Po namyśle sam sięgnął do wewnętrznej kieszeni palta i wyjął kilka kopert. Zajrzał do pierwszej i wygrzebał z niej banknoty. Chwilę się wahał, po czym opróżnił jeszcze dwie.

– Powinno starczyć na nowy telewizor. – Podał Ubrykowej pieniądze.

Ta wzbraniała się krótko, zaskoczona obrotem sprawy. W końcu spojrzała księdzu w oczy i na moment ich wzrok znów się spotkał. Tym razem trwało to kilka sekund. Chwyciła banknoty i odwróciła głowę. Ściskała pieniądze w dłoni jeszcze długo po jego wyjściu. Siedziała na brzegu łóżka i gapiła się w ścianę.

– Dlaczego płaczesz, mamusiu?

Barbara nie odpowiedziała, zacisnęła powieki, a po twarzy płynęły jej dwa strumyki łez.

4

Konary, posterunek policji

współcześnie

Prokurator Stróż zaparkował auto na podwórku jednorodzinnego domu, wychylił głowę przez otwarte okno i przyjrzał się uważnie budynkowi. Elewacja była świeżo odnowiona, pomalowana na ciemnoszary kolor. Obok metalowych drzwi wisiała czerwona, urzędowa tabliczka informująca, że mieści się tu komisariat policji. Upewniwszy się, że dobrze trafił, wysiadł z samochodu i skierował w stronę wejścia. Budynek rzeczywiście był nietypowy, jak na charakter swojej użyteczności. Rok temu przywrócono w Konarach zlikwidowany przed dekadą wiejski posterunek i na jego potrzeby zaadaptowano ten niezamieszkały dom. Dwa lata wcześniej, po śmierci bezdzietnych właścicieli, posesja przeszła na własność gminy. Spadła władzom jak z nieba, bo stary popegeerowski barak, będący wcześniej siedzibą lokalnej policji, nie nadawał się już do niczego.

Michał, wciąż się rozglądając, wysiadł i trzasnął drzwiami starej skody. Niechcący zrobił to zbyt mocno i z nadkola srebrnej octavii posypały się drobinki rdzy. Nie oglądając się za siebie, zamknął przyciskiem pilota centralny zamek auta, po czym wszedł na ganek po wyłożonych brzydkimi, pomarańczowymi płytkami schodkach. Zanim wkroczył do środka, zajrzał do wnętrza przez otwarte na oścież drzwi. Był gorący, lipcowy dzień, a we wnętrzu nie było klimatyzacji, więc policjanci w ten sposób walczyli z globalnym ociepleniem. Przy okazji Stróż tupaniem przestraszył kręcącą się przy wejściu kurę i ta z głośnym gdakaniem wbiegła do środka.

– Cholera jasna!

Prokurator usłyszał dochodzący z głębi budynku tubalny męski głos.

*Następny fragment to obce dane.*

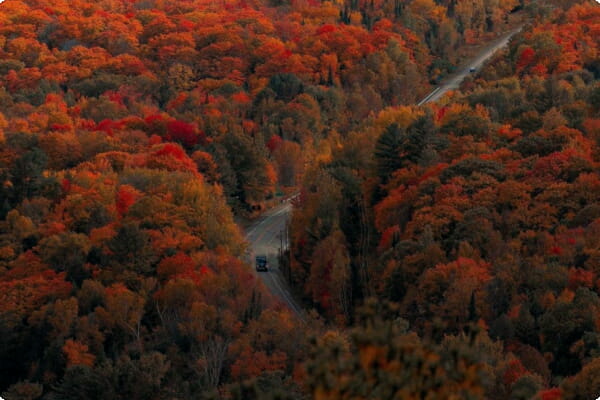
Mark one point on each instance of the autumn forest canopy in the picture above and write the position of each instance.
(443, 251)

– Grunia! – krzyknął, nie oglądając się, tęgi sierżant. Siedział za biurkiem w rozchełstanym mundurze. – Leć do Drzazgi i powiedz mu, że jego kury znowu łażą po posterunku!

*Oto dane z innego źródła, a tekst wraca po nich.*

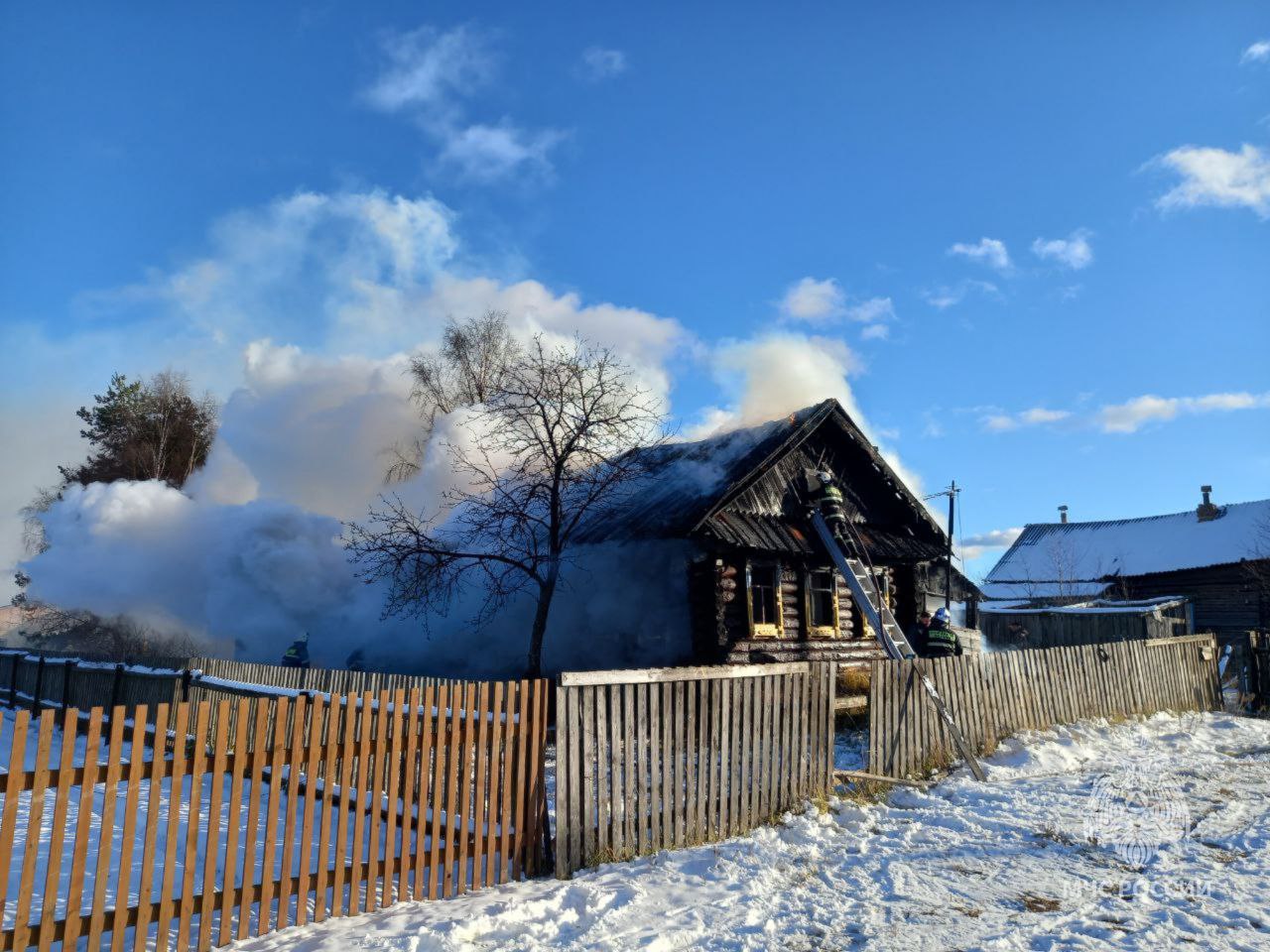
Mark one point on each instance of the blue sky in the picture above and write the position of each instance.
(1032, 243)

Z pomieszczenia na zapleczu wyłonił się młody funkcjonariusz o szczupłej, wysportowanej sylwetce i nie zwracając uwagi na stojącego w przedsionku gościa, zaganiał kurę do kąta, szeroko rozpościerając ramiona. Po chwili w całym korytarzu fruwało pierze, a on trzymał przestraszoną bidulkę pod pachą.

– Wyrzuć ją, bo ci mundur osra! – Przełożony próbował przekrzyczeć głośne gdakanie. – I powiedz Drzazdze, że jak nie zatka dziury w płocie do końca tygodnia, to mu taki mandat wpierdolę, że matce renty braknie!

Posterunkowy wyszedł na zewnątrz i w środku zapanowała błoga cisza.

– Swojsko tu u was. – Prokurator uśmiechnął się przyjaźnie do miejscowego stróża prawa.

– Po chuju – bąknął sierżant pod nosem i dopiero teraz lepiej przyjrzał się nieznajomemu.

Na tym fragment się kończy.